The Australian Pharmaceutical Industries Ltd (ASX: API) share price has come under pressure on Friday.
This follows news that Woolworths Group Ltd (ASX: WOW) has pulled out of the race to acquire the pharmacy chain operator.
At the time of writing, the API share price is down by a sizeable 12% to $1.52.
What's happening?
This morning Woolworths announced that it has withdrawn its $1.75 per share takeover offer following a period of due diligence.

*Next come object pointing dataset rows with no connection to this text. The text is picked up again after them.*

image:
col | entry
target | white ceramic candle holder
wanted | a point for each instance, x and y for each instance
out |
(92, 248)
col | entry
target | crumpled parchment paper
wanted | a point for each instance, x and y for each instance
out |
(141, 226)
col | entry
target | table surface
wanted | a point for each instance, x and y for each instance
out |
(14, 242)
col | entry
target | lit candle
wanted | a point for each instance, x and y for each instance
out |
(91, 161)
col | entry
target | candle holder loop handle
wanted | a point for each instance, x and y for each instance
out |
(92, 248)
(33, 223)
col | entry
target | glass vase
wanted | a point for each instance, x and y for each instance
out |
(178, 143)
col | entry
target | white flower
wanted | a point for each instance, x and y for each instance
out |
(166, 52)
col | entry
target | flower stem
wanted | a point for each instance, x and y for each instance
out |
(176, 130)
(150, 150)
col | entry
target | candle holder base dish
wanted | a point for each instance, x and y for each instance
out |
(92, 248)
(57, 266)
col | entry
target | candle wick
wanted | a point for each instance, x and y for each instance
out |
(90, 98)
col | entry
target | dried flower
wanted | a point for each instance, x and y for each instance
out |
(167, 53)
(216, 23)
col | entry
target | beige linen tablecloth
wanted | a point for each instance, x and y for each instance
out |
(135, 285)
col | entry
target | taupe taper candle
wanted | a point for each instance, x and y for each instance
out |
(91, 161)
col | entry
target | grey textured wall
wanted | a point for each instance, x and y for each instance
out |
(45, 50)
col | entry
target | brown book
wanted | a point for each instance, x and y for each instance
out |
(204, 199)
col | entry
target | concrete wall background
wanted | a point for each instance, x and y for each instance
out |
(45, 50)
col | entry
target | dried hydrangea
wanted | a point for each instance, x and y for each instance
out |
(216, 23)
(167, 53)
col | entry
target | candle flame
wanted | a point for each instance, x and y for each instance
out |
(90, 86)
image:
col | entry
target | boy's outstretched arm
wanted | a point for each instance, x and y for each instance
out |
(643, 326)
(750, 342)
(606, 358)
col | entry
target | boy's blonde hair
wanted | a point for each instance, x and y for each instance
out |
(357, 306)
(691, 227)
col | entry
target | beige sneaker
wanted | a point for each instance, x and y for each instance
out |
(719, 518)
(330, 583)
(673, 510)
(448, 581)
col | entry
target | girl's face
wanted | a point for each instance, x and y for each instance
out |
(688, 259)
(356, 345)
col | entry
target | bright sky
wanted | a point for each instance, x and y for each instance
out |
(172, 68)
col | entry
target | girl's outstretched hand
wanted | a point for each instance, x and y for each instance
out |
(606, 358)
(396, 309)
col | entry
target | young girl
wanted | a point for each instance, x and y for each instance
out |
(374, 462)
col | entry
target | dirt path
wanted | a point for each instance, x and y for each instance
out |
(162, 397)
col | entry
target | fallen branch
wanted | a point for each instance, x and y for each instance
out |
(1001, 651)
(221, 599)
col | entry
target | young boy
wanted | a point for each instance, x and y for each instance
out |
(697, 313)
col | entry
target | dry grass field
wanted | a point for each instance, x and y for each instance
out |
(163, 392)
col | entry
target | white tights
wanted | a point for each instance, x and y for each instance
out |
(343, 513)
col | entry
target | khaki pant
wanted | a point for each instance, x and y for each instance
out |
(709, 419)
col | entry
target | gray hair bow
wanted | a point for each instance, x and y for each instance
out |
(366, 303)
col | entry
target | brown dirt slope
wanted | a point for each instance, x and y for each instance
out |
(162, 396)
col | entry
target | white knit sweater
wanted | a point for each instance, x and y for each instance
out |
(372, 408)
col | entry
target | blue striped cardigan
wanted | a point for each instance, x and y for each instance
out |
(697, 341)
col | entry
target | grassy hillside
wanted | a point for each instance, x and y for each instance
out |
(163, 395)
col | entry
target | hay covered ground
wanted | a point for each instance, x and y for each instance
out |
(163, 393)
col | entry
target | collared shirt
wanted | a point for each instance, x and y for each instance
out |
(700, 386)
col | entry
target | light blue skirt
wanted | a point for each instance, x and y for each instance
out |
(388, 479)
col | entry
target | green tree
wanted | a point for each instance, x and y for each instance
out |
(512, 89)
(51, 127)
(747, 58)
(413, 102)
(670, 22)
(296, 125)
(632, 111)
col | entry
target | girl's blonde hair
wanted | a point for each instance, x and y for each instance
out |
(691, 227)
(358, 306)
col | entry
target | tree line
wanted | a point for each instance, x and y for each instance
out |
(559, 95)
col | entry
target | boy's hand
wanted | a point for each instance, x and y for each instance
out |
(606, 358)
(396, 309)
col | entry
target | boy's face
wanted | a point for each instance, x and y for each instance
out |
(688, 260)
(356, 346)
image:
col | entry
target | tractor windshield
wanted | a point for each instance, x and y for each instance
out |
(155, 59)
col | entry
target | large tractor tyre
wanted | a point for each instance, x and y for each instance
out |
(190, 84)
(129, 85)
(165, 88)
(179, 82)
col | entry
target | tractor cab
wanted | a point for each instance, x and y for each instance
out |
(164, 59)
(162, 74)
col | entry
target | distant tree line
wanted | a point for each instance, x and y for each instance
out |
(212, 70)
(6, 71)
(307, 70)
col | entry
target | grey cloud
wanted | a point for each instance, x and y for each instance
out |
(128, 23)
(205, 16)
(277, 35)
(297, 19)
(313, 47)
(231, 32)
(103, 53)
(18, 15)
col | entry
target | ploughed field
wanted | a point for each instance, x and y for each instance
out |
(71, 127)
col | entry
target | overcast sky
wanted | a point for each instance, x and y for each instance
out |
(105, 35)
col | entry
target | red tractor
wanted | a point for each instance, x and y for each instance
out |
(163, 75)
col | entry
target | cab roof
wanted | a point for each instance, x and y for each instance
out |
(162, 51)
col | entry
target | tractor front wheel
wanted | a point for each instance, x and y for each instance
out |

The retail giant advised that its due diligence revealed that the financial returns from the transaction were not sufficient.
The release explained: "Following the completion of a comprehensive due diligence process, Woolworths Group has advised API that it has withdrawn its proposal as it has not been able to validate the financial returns it requires in line with the Group's capital allocation framework."
Woolworths CEO, Brad Banducci, commented: "We are grateful to the Board and leadership team of API for their constructive engagement and support throughout the due diligence process."
What now?
This news now puts rival Wesfarmers Ltd (ASX: WES) in pole position to acquire the Priceline operator.
However, much to the disappointment of API shareholders, the Kmart operator's offer was considerably lower than Woolworth's offer.
Wesfarmers has signed an agreement to acquire API for $1.55 per share, which was 10% lower than where the API share price was trading on Thursday. Though, this will be reduced to $1.53 to reflect a recently paid 2 cents per share dividend.
In response to today's news, API stated that the agreement with Wesfarmers "remains in place and is on track for completion in the first quarter of calendar year 2022."
In the meantime, the company will continue to keep the market informed in accordance with its continuous disclosure obligations.